Seit 1982 liegt der Nachlass des Reportagefotografen Paul Senn (1901–1953) im Kunstmuseum Bern. Senn hinterliess ein Werk von über 100 000 Fotos sowie Fotoreportagen, die er in mehr als 40 Zeitschriften veröffentlichte. Diese Bilder erreichten ein Massenpublikum und prägten vor dem Fernsehzeitalter die Bilder in den Köpfen von Schweizerinnen und Schweizern. Unter der Leitung des Fotohistorikers Markus Schürpf startete die Bernische Stiftung für Fotografie, Film und Video im Kunstmuseum Bern 2003 ein Erschliessungs- und Konservierungsprojekt für den Nachlass Senns. Zum Abschluss zeigte des Kunstmuseum 2007 eine umfangreiche Retrospektive und veröffentlichte dazu einen Sammelband, der einen Überblick über Senns Werk gibt und den neusten Stand der Erkenntnisse wiedergibt. Bei der Erschliessung kamen unbekannte Aufnahmen ans Tageslicht, wie zum Beispiel Farbdias, die Senn nach dem Zweiten Weltkrieg von verschiedenen Auslandreisen nach Hause brachte.

Paul Senn stammte aus einfachen Verhältnissen und absolvierte 1908–1917 seine Schulzeit in der Stadt Bern. Nach einer Lehre als Reklamezeichner und Retuscheur zog es ihn immer wieder ins europäische Ausland auf Reisen. 1924 begann er zu fotografieren, 1929 eröffnete er ein eigenes Grafik- und Werbeatelier in Bern und ab 1930 arbeitete er vorwiegend als freiberuflicher Fotoreporter. Seine Bilder mit Szenen von Arbeitslosen während der Krise der 1930er-Jahre oder zur Mobilmachung von 1939 sind zu wichtigen Zeugnissen dieser Zeit geworden. Er porträtierte nicht nur das Geschehen in der Schweiz, sondern auch im Ausland. Seine eindrücklichen Bilder aus Spanien während des Bürgerkrieges 1936–1939, aus Frankreich 1942 und 1944 oder aus zerbombten deutschen Städten 1946 sind weitere Schwerpunkte seines Schaffens. 1939 und 1946 reiste er zudem in die USA. Auch diese Bilder erschienen in Schweizer Zeitschriften. Angesichts seines Dranges nach Unabhängigkeit und seiner vielen Reisen ging er erst um 1948 eine feste Beziehung ein: Seine Lebensgefährtin Ida Marti stand ihm von nun an privat und beruflich zur Seite, sie betreute sein Büro und begleitete ihn auf Reisen. Als Senn 1953 an einem Krebsleiden starb, übernahm Marti seinen fotografischen Nachlass und bewahrte diesen für die Nachwelt auf.
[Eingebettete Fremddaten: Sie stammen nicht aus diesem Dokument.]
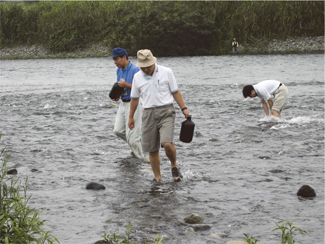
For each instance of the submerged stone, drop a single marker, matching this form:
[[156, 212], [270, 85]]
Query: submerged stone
[[306, 191], [193, 219], [12, 172], [95, 186]]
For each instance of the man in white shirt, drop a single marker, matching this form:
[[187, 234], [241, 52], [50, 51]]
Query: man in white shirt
[[158, 88], [265, 90]]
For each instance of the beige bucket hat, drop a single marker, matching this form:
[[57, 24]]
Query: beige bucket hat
[[145, 58]]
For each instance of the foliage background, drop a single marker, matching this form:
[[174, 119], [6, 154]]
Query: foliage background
[[168, 28]]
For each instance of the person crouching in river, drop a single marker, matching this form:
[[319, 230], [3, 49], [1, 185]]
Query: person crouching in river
[[264, 90]]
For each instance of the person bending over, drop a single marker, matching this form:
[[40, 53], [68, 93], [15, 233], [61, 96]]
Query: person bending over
[[264, 90]]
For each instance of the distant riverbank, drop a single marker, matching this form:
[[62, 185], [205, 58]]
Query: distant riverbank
[[291, 45]]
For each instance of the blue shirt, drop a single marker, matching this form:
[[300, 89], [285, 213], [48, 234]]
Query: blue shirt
[[127, 74]]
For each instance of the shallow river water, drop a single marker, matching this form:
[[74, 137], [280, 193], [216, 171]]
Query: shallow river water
[[241, 173]]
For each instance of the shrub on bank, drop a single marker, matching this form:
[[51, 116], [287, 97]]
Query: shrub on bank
[[171, 28], [18, 222]]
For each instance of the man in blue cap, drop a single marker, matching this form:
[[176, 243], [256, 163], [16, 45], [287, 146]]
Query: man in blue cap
[[125, 72]]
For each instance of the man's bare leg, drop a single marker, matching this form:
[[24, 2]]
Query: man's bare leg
[[170, 151], [155, 164], [275, 113]]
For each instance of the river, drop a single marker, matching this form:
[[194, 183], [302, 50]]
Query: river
[[241, 173]]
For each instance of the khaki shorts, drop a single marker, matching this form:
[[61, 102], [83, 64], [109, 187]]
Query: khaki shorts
[[280, 96], [157, 127]]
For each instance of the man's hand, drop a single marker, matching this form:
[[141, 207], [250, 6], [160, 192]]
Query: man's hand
[[131, 123], [186, 113], [122, 83]]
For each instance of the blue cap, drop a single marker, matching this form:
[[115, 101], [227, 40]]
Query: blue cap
[[119, 52]]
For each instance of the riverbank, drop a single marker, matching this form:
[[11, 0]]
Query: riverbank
[[298, 45]]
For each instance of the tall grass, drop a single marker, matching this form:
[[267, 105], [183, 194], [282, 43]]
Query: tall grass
[[170, 28]]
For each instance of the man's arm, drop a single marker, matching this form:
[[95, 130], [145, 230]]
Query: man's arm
[[265, 107], [179, 99], [123, 83], [133, 106]]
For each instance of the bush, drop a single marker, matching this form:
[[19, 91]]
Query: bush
[[18, 223]]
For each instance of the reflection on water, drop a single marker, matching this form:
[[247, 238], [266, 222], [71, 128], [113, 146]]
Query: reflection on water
[[241, 172]]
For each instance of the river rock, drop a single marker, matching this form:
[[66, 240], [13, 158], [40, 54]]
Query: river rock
[[201, 227], [193, 219], [190, 230], [236, 242], [95, 186], [101, 242], [306, 191], [12, 172]]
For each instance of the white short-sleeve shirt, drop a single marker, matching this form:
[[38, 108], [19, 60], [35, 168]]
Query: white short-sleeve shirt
[[156, 90], [265, 89]]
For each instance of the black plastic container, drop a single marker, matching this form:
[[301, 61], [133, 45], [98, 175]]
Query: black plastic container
[[187, 130], [116, 91]]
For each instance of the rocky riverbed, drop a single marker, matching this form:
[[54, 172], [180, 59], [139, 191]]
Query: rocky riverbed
[[291, 45]]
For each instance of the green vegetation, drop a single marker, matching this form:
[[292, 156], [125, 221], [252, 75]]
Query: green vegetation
[[287, 233], [18, 223], [110, 239], [169, 28], [250, 239]]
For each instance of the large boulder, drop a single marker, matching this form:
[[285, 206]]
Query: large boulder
[[95, 186], [306, 192], [193, 219]]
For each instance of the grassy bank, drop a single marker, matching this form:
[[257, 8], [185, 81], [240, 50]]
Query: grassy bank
[[169, 28], [301, 45]]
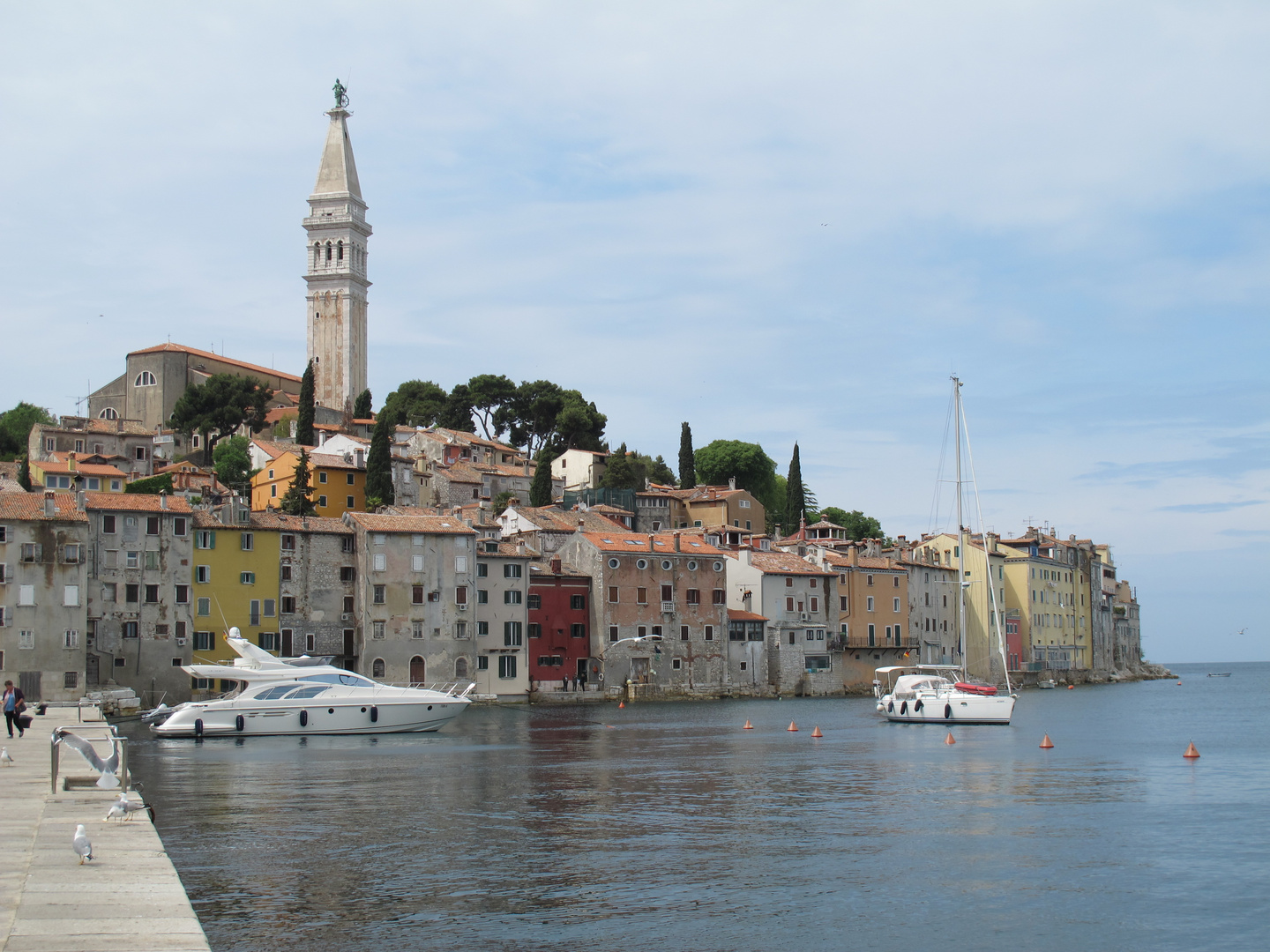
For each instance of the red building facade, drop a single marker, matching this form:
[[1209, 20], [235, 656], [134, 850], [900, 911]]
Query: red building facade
[[559, 626]]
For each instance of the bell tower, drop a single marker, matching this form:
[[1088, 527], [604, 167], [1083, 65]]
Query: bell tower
[[337, 233]]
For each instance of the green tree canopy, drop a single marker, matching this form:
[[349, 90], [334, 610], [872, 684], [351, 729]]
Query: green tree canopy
[[687, 461], [233, 458], [753, 469], [856, 524], [297, 498], [219, 406], [305, 435], [417, 403], [16, 428], [488, 392], [378, 462], [152, 485]]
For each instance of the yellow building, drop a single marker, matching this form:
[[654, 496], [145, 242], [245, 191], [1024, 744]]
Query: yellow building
[[986, 609], [235, 577], [338, 482]]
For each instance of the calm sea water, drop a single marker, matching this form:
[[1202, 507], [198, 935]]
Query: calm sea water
[[666, 827]]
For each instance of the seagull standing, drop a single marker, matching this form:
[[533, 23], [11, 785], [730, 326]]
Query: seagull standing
[[80, 844]]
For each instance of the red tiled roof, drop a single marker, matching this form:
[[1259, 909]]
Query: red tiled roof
[[435, 524], [31, 505], [210, 355]]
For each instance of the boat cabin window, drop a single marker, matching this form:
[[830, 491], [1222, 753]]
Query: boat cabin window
[[352, 680], [273, 692], [309, 691]]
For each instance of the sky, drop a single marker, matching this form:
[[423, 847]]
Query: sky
[[780, 222]]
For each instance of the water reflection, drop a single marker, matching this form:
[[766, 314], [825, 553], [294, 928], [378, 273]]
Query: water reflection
[[667, 827]]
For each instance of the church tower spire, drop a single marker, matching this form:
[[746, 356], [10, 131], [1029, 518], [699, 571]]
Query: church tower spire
[[337, 234]]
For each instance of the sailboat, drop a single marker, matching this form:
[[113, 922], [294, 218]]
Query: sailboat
[[929, 693]]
Der Band umfasst nicht nur zahlreiche Bilder von Paul Senn, sondern auch Texte zu seinem Werk. Markus Schürpf verfasste ein Kapitel zur Biografie Senns, das auf neuen Erkenntnissen basiert. Er betont, dass die Rezeption des Werks von Paul Senn die Fotos aus dem Ausland bis um 1990 ausblendete. Zudem enthält die Publikation ein Kapitel Schürpfs zum Thema «Bauern und Arbeiter». Unter diesem Titel hatte Senn 1943 seinen einzigen Bildband publiziert, der ein Panorama von Bildern aus der ländlichen und proletarischen Schweiz vereinigte. Der Band passte bestens in die Kriegszeit, während der die gesellschaftlichen Spannungen angesichts der äusseren Bedrohung in den Hintergrund traten. In zwei weiteren Kapiteln analysiert Schürpf die Reportagen aus der Zeit des Zweiten Weltkrieges sowie die Sozialreportagen, die Senn zu Heim- und Verdingkindern, Heimarbeiterinnen und weiteren sozialen Randgruppen der Schweiz publizierte. Ferner geht Nanni Baltzer dem Verhältnis von Paul Senn zu Italien nach, und Matthias Frehner präsentiert Paul Senns Farbfotografien aus den USA von 1946.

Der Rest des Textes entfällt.